This is not a problem for Luxembourg, rather the entire European asset management industry, he says, adding that the banking sector could be even more affected.

Brexit link

Although the links between the ESA proposal and the ongoing Brexit negotiations are in principal separate, a link between the two can’t be denied, says Mr Bechet.

“The starting point for this was ESMA saying we cannot have a situation whereby the UK exits the EU and financial services are provided from London, but using a shelf somewhere in the EU to access the market. That was the beginning, but then it went into a far larger discussion which is now out of control.”

Luxembourg is following the Brexit negotiations with interest, says Denise Voss, chairman of Alfi. “The City of London is Europe's leading financial centre and will remain so for years after Brexit,” she explains. “Its interconnection with the EU's financial and economic system is undeniable and future relations with the UK should be determined in this light.” 

Luxembourg has a long standing working relationship with the UK, adds Ms Voss, illustrated by the fact that more than 17 per cent of assets under management in Luxembourg funds are managed by UK asset managers. “Our efforts will focus on how we can continue this constructive relationship even after Brexit.”

Appetite for alternatives

Luxembourg-domiciled funds breached the €4tn ($4.9tn) mark in September 2017, and by the end of November had seen growth of 12 per cent year to date. Seventy-three per cent of that growth was from new money being invested, mainly into Ucits funds, but alternatives such as private equity and real estate also proving popular.

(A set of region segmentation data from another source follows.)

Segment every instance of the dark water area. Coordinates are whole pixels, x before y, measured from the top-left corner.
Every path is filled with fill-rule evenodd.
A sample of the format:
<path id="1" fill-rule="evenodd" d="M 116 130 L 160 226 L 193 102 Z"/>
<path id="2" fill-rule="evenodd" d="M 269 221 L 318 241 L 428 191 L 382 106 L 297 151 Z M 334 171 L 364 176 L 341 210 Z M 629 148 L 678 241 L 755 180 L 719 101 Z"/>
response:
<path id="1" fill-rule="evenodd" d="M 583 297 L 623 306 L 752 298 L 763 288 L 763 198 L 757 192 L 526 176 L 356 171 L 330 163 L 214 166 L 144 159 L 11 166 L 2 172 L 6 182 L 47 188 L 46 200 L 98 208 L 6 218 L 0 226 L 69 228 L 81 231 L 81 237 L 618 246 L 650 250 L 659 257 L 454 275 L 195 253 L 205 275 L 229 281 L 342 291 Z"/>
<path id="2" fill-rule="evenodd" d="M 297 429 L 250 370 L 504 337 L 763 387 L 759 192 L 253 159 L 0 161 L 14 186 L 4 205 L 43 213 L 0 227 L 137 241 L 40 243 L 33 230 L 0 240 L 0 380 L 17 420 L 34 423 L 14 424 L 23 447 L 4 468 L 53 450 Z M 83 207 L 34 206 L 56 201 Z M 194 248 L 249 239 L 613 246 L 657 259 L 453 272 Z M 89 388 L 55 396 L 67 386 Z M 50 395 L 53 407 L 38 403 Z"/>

“A large part of this is down to the attractiveness of AIFMD [the Alternative Investment Fund Managers Directive] and that regulatory framework that institutional investors see for alternative strategies,” says Ms Voss.

Alfi continues to work to expand the reach of the Luxembourg fund industry, and is targeting Latin America and Asia in particular.

“It is about opening up those markets and making Ucits funds accessible to investors resident in those markets, but it is also about providing a distribution platform to local asset managers to set up fund in Europe and to distribute to the world, both Ucits and alternatives.”